Die Therapie der PsA bedarf eines stadien-und befallsadaptierten Vorgehens (vgl. Abbildung 3) [3]. Primär werden nicht-steroidale Antiphlogistika und insbesondere bei mon-/oligoartikulärem Befall lokale Glukokortikoid-Injektionen empfohlen. Bei fehlender Wirkung oder schlechter Prognose wird Methotrexat in wöchentlicher Dosierung gegeben, alternativ stehen Leflunomid oder Sulfasalazin zur Verfügung. Bei fehlender Wirksamkeit oder insbesondere axialem oder enthesitischem Befall werden TNF-Alpha-Blocker eingesetzt. Jüngst zugelassen wurde auch ein Interleukin-12/Interleukin-23-Inhibitor (Ustekinumab, zugelassen bei PsA, nach Versagen von Methotrexat und anderen DMARDs).
Spondyloarthritiden (Spa)
Die Spondyloarthritiden stellen eine heterogene Gruppe unterschiedlicher Erkrankungen dar. Einigendes Prinzip dieser Erkrankungen ist die (variable) Kombination von entzündlichem Achsenskelettbefall, Entzündungen am Knochensehnenübergang (Enthesitis), eine Arthritis vorzugsweise der unteren Extremität sowie extraartikuläre Manifestationen (z. B. Uveitis). Spondyloarthritiden werden auch im Rahmen von Schuppenflechte oder chronisch entzündlichen Darmerkrankungen beobachtet.

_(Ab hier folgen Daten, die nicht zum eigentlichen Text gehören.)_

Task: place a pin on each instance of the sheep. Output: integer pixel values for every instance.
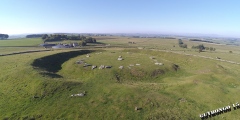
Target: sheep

Zur Klassifikation und damit auch zur frühen Diagnose wurden von der Assessment-Group für Spondyloarthritis (ASAS) entsprechende Kriterien entwickelt. Hierbei werden für die
primär an Wirbelsäulenbeschwerden leidenden Patienten die ASAS-Klassifikationskriterien für die axiale Spondyloarthritis (Tabelle 3) und bei dominantem peripherem Gelenkbefall oder Enthesitis die Klassifikationskriterien für die periphere Spondyloarthritis (Tabelle 4) eingesetzt [6, 7].
Therapeutisch stehen weiterhin die nichtsteroidalen Antiphlogistika (NSAID/Coxibe) im Mittelpunkt. Hier haben neuere Untersuchungen gezeigt, dass NSAID insbesondere bei Patienten mit hohen Entzündungswerten und bereits vorliegenden Syndesmophyten die Röntgenprogression hemmen können [5]. Bei Versagen von NSAID werden bei primär axialem Befall TNF-Alpha-Blocker eingesetzt. Bei peripherem Gelenkbefall kommen darüber hinaus auch DMARDs wie z. B. Sulfasalazin oder Methotrexat zum Einsatz [9]. Nota bene: NSAID und Coxibe sind bei entzündlichen Darmerkrankungen kontraindiziert!
Zusammenfassung
Frühe Diagnose und effektive Therapie kennzeichnen zunehmend die moderne Rheumatologie. Neue Klassifikationskriterien, die auch diagnostisch hilfreich sein können, sowie standardisierte Therapieleitlinien dienen dem Ziel einer optimierten frühzeitigen Behandlung entzündlich-rheumatischer Erkrankungen.
Interessenkonflikte: Der Verfasser hat in den letzten 3 Jahren Zuwendungen (z. B. Vortragshonorare, Forschungsgelder oder Einkünfte aus Beratertätigkeiten) von folgenden Unternehmen erhalten: Abbvie, Actelion, Berlin Chemie, BMS, Chugai, GSK, HGS, Medac, Merck, MSD, Pfizer, Roche, Sanofi, UCB, Janssen Cilag.